This week’s letters
Dare Kearns take on CIPD debate?
I was amused to see you still devote space to self-appointed HR strategy
guru Paul Kearns (HR Viewpoint, 21 January), who seems capable of doing little
other than misrepresenting what other people write.
I would respectfully suggest that if anyone is stuck in an out-of-date time
warp, it is he. Kearns seems blissfully unaware of the changes that have
occurred in the profession, which your Delivering HR Strategy series has
illustrated.
Everyday HR professionals make a significant contribution to the success of
their organisations.
Rather than "making up for lost time", the CIPD has actually been
researching these links for 10 years. As your piece in the same issue entitled
‘Handling Accountability’ (Features, 21 January) illustrates, we are taking a
leading position on the current issue of reporting on human capital in annual
reports.
Far from being a ‘black box’, our latest study Sustaining Success in
Difficult Times uses a dozen case studies to demonstrate how these links
actually work in practice. The 400 delegates at our Harrogate Conference who
heard a senior nurse in the cardiac ward at Royal United Hospital Bath, and the
sales director at Nationwide, describe how HR practices have made a significant
difference to their organisations would not agree with Kearns’ assertion that
our work lacks strategic impact.
I accept that not every HR department in this country is at the leading
edge. Wouldn’t it be better if Kearns helped HR professionals in all types of
organisations – as the CIPD and I are doing – to practically improve their
contribution, rather than constantly carping and criticising from the
sidelines?
I challenge Kearns to debate with me, in public, private, print or person,
just whether his backward-looking curmudgeonly pessimism reflects the reality
of HR today.
I gave up my job in a major consultancy because I believe in contributing at
the CIPD to helping the profession make the shift.
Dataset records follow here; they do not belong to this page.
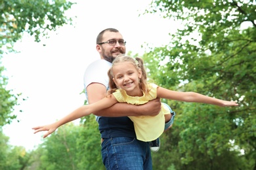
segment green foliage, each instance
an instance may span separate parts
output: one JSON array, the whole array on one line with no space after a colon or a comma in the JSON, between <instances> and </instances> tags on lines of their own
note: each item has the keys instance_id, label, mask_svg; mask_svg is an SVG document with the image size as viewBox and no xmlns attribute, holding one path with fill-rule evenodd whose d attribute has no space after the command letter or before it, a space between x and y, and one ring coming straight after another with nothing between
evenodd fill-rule
<instances>
[{"instance_id":1,"label":"green foliage","mask_svg":"<svg viewBox=\"0 0 256 170\"><path fill-rule=\"evenodd\" d=\"M13 44L27 32L40 41L47 31L71 24L64 15L73 3L66 1L0 0L0 127L16 118L11 114L18 105L19 94L7 90L8 78L3 75L5 68L1 59L5 52L15 52Z\"/></svg>"},{"instance_id":2,"label":"green foliage","mask_svg":"<svg viewBox=\"0 0 256 170\"><path fill-rule=\"evenodd\" d=\"M154 156L156 169L256 167L255 5L253 1L152 2L148 12L160 11L183 26L169 44L143 56L150 77L169 89L240 104L221 108L165 101L178 115L171 135L161 137L160 152ZM167 160L159 162L163 154Z\"/></svg>"},{"instance_id":3,"label":"green foliage","mask_svg":"<svg viewBox=\"0 0 256 170\"><path fill-rule=\"evenodd\" d=\"M96 122L94 116L87 118L83 125L69 123L44 139L35 151L35 169L104 169Z\"/></svg>"},{"instance_id":4,"label":"green foliage","mask_svg":"<svg viewBox=\"0 0 256 170\"><path fill-rule=\"evenodd\" d=\"M2 75L3 70L4 67L0 66L0 127L10 124L16 117L11 113L17 104L17 96L12 94L11 90L6 90L7 78Z\"/></svg>"},{"instance_id":5,"label":"green foliage","mask_svg":"<svg viewBox=\"0 0 256 170\"><path fill-rule=\"evenodd\" d=\"M8 144L9 137L0 131L0 169L25 169L29 167L31 153L22 146L12 146Z\"/></svg>"},{"instance_id":6,"label":"green foliage","mask_svg":"<svg viewBox=\"0 0 256 170\"><path fill-rule=\"evenodd\" d=\"M0 48L7 46L12 51L12 45L22 38L24 32L39 41L40 35L47 35L46 31L70 24L71 19L64 12L72 5L66 1L1 0Z\"/></svg>"}]
</instances>

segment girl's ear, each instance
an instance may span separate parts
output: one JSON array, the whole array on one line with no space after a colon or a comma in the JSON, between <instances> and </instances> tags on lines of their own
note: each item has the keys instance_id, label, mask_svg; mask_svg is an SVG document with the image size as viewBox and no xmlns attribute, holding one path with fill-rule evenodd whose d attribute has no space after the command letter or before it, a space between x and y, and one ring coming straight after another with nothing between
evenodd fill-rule
<instances>
[{"instance_id":1,"label":"girl's ear","mask_svg":"<svg viewBox=\"0 0 256 170\"><path fill-rule=\"evenodd\" d=\"M117 86L117 82L116 81L116 79L115 79L114 78L113 78L112 80L113 80L114 82L116 84L116 86L117 87L118 87L118 86Z\"/></svg>"},{"instance_id":2,"label":"girl's ear","mask_svg":"<svg viewBox=\"0 0 256 170\"><path fill-rule=\"evenodd\" d=\"M139 70L138 70L138 75L139 75L139 78L141 78L141 77L142 76L142 72L140 69L139 69Z\"/></svg>"}]
</instances>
What has Kearns ever done to
help?
Duncan Brown
Assistant director general, CIPD
Editors response: Paul Kearns is keen to have this debate and both he
and Duncan Brown will be joining our Forum on Delivering HR Strategy. See box
below
Firms benefit from private healthcare
It is very tempting for employers to cut back on apparently unaffordable
private healthcare plans schemes (HR Viewpoint, 28 January).
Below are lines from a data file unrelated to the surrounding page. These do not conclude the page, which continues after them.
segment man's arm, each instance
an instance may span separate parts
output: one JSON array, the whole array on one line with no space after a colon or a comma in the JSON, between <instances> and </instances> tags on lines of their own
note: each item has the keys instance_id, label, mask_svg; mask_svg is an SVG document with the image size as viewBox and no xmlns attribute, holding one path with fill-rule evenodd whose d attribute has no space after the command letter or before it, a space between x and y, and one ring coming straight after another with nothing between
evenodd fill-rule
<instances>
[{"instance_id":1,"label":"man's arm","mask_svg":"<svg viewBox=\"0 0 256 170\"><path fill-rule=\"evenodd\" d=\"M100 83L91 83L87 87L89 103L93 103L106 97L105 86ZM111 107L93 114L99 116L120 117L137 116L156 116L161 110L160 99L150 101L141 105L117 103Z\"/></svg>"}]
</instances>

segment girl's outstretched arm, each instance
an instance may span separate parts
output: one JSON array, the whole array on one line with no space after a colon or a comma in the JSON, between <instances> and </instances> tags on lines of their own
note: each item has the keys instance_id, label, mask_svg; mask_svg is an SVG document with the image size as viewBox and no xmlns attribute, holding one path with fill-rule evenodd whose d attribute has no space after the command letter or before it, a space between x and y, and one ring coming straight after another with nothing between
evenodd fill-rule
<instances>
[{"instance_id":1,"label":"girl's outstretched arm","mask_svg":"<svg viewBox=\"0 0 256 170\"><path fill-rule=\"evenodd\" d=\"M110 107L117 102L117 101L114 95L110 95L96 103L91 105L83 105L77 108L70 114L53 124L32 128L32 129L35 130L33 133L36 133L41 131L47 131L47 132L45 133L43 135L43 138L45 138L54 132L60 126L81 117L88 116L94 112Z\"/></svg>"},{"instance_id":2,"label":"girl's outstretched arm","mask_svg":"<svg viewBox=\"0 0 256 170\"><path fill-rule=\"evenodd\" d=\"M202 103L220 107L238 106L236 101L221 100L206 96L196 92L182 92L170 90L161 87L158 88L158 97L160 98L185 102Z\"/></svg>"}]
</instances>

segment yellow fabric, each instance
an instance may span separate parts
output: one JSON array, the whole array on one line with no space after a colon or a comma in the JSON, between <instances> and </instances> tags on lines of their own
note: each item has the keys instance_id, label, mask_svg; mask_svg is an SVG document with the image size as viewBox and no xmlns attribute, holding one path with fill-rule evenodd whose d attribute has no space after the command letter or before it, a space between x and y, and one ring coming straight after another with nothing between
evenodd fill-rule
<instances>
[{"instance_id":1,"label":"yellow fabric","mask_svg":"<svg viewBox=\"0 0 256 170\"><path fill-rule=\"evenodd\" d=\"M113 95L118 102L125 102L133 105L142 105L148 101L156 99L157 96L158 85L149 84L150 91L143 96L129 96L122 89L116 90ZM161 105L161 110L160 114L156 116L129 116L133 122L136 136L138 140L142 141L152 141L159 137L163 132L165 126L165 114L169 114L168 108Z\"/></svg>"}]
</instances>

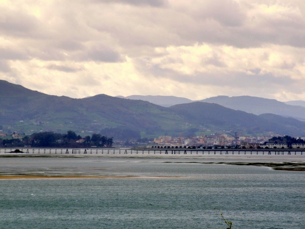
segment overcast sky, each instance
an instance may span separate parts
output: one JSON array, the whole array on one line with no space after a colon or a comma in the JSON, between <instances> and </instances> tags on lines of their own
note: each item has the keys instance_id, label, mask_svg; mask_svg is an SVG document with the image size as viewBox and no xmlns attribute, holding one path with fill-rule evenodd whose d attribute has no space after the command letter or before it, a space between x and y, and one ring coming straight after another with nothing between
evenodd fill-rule
<instances>
[{"instance_id":1,"label":"overcast sky","mask_svg":"<svg viewBox=\"0 0 305 229\"><path fill-rule=\"evenodd\" d=\"M2 0L0 12L0 79L32 90L305 100L304 0Z\"/></svg>"}]
</instances>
The next big thing in the UK – following the US trend – may well be defined
liability plans where employees have a capped annual amount to spend on private
health treatment.
Private healthcare costs are increasing so rapidly because employees are
choosing to use private over NHS treatment.
For companies, the benefit of this increased use, if targeted correctly, is
that employee illness is treated more promptly and periods of sickness absence
are consequently reduced, thereby increasing productivity.
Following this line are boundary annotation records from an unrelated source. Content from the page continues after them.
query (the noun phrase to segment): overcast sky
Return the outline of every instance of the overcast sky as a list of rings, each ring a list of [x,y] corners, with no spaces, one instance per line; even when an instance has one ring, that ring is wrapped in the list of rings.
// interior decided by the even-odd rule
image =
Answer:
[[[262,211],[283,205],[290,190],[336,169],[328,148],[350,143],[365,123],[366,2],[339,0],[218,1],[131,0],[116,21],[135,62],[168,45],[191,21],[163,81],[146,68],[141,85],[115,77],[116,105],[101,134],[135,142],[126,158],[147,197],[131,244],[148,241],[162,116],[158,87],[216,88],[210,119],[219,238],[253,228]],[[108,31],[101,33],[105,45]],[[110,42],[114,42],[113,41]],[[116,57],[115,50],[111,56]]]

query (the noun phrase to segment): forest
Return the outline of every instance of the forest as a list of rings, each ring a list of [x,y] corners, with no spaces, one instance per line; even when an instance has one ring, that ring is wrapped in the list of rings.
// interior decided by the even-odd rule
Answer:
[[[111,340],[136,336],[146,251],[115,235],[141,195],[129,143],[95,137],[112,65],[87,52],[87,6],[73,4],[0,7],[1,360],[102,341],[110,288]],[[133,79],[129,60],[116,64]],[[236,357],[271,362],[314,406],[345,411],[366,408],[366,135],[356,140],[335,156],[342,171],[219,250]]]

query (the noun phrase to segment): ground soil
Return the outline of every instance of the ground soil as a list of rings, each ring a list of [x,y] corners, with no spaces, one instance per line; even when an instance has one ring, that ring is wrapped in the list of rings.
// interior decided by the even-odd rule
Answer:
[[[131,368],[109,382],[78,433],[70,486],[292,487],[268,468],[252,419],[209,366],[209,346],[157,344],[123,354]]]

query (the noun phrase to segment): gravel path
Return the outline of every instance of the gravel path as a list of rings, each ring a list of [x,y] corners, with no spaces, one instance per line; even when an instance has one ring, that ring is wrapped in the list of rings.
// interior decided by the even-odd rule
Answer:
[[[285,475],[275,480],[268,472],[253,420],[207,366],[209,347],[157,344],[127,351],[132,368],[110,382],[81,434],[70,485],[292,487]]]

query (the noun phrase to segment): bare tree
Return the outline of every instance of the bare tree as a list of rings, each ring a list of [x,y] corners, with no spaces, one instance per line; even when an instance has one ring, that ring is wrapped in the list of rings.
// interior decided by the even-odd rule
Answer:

Therefore, rather than reducing healthcare treatment through defined
liability plans, or other means, employers might consider an alternative
approach – that of strategically investing in employee healthcare and managing
this more effectively as a way of reducing sickness absence.
If they don’t, the narrow approach of cutting healthcare benefits will
merely increase employment costs elsewhere.
Steve Clements
European partner, Mercer Human Resource Consulting
EC opt-out law can bring flexibility
I read your fascinating report outlining the reaction to the potential
removal of the UK’s opt-out of Working Time Directive regulations (News, 21
January). It was no surprise that UK employers reacted negatively to the latest
proposals. In the current climate any additional cost or pressure on
competitiveness is unwelcome.
What is perhaps more surprising is that this report also demonstrates the
value employees place on flexibility and choice. There is an increasing demand
for systems to facilitate and manage flexible working practices, such as the
introduction of annualised hours and flexitime, and they can have a positive
impact on recruitment and retention. This is particularly the case in highly
seasonal businesses that would perhaps be hardest hit by the rigidity of the
current Working Time Directive (WTD) legislation that averages hours worked
over a 17-week period.
Customers who have embraced the WTD have found their investment in the
detailed reporting required by the legislation most revealing and would not
return to their previous staff scheduling practices.
However, it is true to say that even where the WTD is in place, staff
opt-outs often mean that staff schedules cannot be managed consistently. For a
piece of legislation intended to protect the employee, it has received a very
negative reaction from the very people it was designed to protect.
Demand for more flexibility in working practices from both employer and
employee is now a fact of corporate life which it seems they would rather
mutually agree than receive from on high from Brussels.